Indigenous community-led reforestation and agroforestry in the Amazon
This case study highlights the work of Instituto Raoni, which protects and surveils over two million hectares of indigenous land, including the largest remaining contiguous segment of the Amazon rainforest.
Instituto Raoni (Raoni Institute) is the organizational face of the Kayapó, a Brazilian indigenous group that is fighting deforestation of the Amazon. The Kayapó indigenous peoples’ land is located in the so-called “Deforestation Ring” of the Amazon where deforestation pressures are most severe. Their territory is also part of the South Amazon Ecotones Ecological Corridor which is remarkably rich in biodiversity. Instituto Raoni encourages young Kayapó community members to act as “video warriors” documenting illegal logging and other activities that risk the integrity of their land. It also works to enable and teach sustainable agriculture and agroforestry methods to support the conservation of their land. In particular, Kayapó women play a key role in their communities as the sole custodians of agriculture and work to recover degraded land and implement agroforestry principles.

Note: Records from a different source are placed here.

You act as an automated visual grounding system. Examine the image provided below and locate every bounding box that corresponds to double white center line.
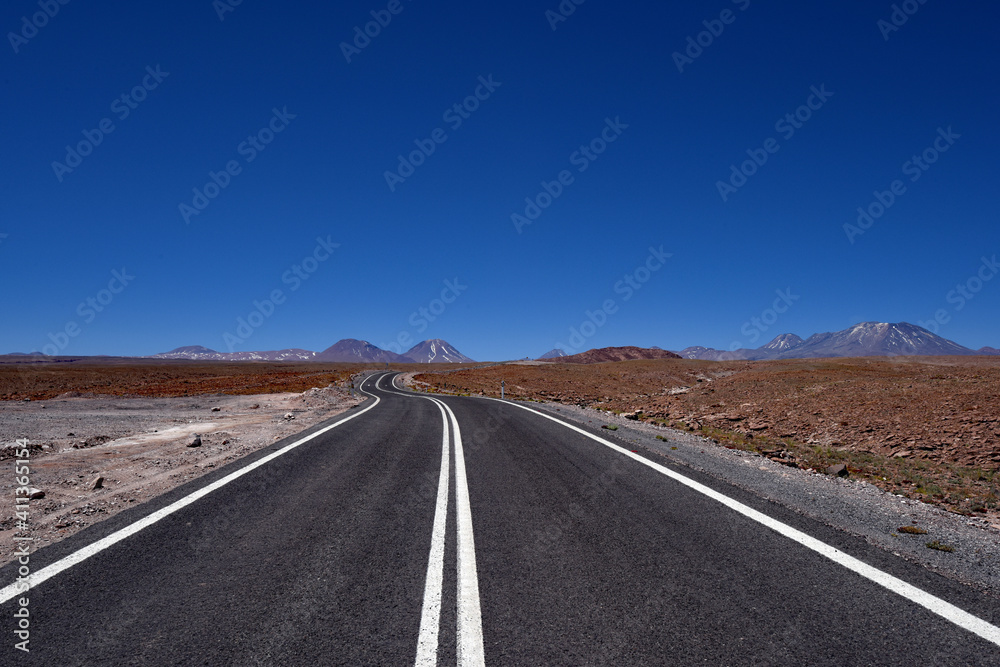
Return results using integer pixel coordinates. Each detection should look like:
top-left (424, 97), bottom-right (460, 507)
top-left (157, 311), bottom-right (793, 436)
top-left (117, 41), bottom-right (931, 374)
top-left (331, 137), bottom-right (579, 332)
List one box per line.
top-left (375, 376), bottom-right (486, 667)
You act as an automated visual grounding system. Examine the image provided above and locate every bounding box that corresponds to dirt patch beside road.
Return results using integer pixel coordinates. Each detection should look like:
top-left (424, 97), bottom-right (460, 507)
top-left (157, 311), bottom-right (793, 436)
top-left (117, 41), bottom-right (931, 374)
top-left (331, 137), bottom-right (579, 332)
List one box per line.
top-left (413, 357), bottom-right (1000, 523)
top-left (0, 387), bottom-right (364, 565)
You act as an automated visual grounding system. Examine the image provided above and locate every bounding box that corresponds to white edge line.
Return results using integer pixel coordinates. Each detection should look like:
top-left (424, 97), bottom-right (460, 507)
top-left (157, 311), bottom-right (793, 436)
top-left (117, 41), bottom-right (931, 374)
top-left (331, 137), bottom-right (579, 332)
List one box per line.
top-left (410, 400), bottom-right (451, 667)
top-left (0, 376), bottom-right (381, 604)
top-left (482, 396), bottom-right (1000, 646)
top-left (375, 375), bottom-right (486, 667)
top-left (446, 401), bottom-right (486, 667)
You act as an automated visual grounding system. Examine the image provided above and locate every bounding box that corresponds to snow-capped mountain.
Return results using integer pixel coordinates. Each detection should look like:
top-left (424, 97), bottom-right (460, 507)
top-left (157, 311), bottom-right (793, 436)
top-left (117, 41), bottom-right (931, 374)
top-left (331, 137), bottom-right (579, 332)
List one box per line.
top-left (316, 338), bottom-right (413, 364)
top-left (681, 322), bottom-right (983, 361)
top-left (403, 338), bottom-right (472, 364)
top-left (145, 338), bottom-right (472, 364)
top-left (759, 334), bottom-right (804, 352)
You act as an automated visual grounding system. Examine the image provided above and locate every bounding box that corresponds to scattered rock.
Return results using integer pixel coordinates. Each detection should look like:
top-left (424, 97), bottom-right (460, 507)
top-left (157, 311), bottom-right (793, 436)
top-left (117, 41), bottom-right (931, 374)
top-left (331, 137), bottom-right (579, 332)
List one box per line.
top-left (826, 463), bottom-right (850, 477)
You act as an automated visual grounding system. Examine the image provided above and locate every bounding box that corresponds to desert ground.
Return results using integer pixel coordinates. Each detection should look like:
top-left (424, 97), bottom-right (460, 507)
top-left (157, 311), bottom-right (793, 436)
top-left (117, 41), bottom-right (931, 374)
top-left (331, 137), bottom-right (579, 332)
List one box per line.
top-left (0, 357), bottom-right (1000, 576)
top-left (0, 359), bottom-right (380, 564)
top-left (412, 357), bottom-right (1000, 523)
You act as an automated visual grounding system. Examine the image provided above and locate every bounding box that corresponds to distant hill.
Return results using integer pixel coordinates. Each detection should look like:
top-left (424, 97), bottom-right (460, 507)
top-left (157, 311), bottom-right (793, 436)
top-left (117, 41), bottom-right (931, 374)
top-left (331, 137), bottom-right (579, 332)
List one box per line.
top-left (316, 338), bottom-right (414, 364)
top-left (546, 345), bottom-right (681, 364)
top-left (403, 338), bottom-right (473, 364)
top-left (145, 338), bottom-right (473, 364)
top-left (681, 322), bottom-right (976, 361)
top-left (148, 345), bottom-right (316, 361)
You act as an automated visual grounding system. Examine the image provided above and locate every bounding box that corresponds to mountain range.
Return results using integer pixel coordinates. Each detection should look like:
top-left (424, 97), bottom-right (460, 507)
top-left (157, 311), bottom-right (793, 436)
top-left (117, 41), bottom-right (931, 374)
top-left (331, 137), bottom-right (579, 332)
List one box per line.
top-left (680, 322), bottom-right (998, 361)
top-left (545, 345), bottom-right (681, 364)
top-left (148, 338), bottom-right (474, 364)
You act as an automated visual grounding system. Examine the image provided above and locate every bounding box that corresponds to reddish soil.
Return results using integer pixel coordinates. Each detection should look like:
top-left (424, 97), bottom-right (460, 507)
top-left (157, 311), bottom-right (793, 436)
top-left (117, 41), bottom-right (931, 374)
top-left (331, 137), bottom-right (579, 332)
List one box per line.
top-left (0, 357), bottom-right (364, 401)
top-left (539, 345), bottom-right (681, 364)
top-left (415, 357), bottom-right (1000, 511)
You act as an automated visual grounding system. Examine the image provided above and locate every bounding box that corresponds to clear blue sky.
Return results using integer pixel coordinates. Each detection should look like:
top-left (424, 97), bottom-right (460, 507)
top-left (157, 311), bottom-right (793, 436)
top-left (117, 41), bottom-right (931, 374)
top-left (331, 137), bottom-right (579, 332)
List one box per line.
top-left (0, 0), bottom-right (1000, 359)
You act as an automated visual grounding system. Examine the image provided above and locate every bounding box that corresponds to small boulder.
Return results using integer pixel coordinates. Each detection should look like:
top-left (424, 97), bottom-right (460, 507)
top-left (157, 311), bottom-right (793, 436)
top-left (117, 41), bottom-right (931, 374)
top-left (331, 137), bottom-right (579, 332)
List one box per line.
top-left (826, 463), bottom-right (850, 477)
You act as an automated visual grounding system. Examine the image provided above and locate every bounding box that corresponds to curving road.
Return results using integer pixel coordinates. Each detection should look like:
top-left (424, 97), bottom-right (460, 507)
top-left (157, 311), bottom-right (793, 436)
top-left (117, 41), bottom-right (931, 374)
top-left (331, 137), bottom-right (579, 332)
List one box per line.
top-left (0, 373), bottom-right (1000, 665)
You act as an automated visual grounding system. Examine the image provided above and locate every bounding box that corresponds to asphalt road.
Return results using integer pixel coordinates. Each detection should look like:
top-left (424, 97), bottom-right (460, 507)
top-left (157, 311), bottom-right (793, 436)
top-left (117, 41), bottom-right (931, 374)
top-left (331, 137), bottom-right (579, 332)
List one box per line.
top-left (0, 374), bottom-right (1000, 666)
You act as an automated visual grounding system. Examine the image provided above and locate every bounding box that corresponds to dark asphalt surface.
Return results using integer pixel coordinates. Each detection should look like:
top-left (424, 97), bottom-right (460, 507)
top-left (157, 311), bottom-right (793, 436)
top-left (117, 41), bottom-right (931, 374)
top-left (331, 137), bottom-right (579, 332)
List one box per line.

One of the main interventions has been the reduction in the use of fire to prepare land for agriculture to both reduce the communities’ carbon emissions and the impact of forest fires. Partnerships with NGOs have allowed for the expansion of sustainable agricultural practices, community farms, and the conservation of traditional crop varieties to further bring community needs into harmony with the surrounding landscape and ecosystem. Efforts to strengthen sustainable production chains have allowed the selling of handicrafts and non-timber forest products.
The work has resulted in benefits for mitigating the communities’ climate change impacts via reduced reliance on fire in agricultural practices, which also limits the risk of fires spreading and further contributing to deforestation. Ecosystem Health benefits arose from from Kayapó women recovering 13 hectares of degraded land through the implementation of agroforestry systems with an emphasis on the planting of native fruit species. The strengthening of fair-trade production chains, including the production of non-timber forest products like honey, is also reported to have generated income between BRL $500.00 (US$134) and BRL $2,000.00 (US $36) for nearly 70 indigenous families.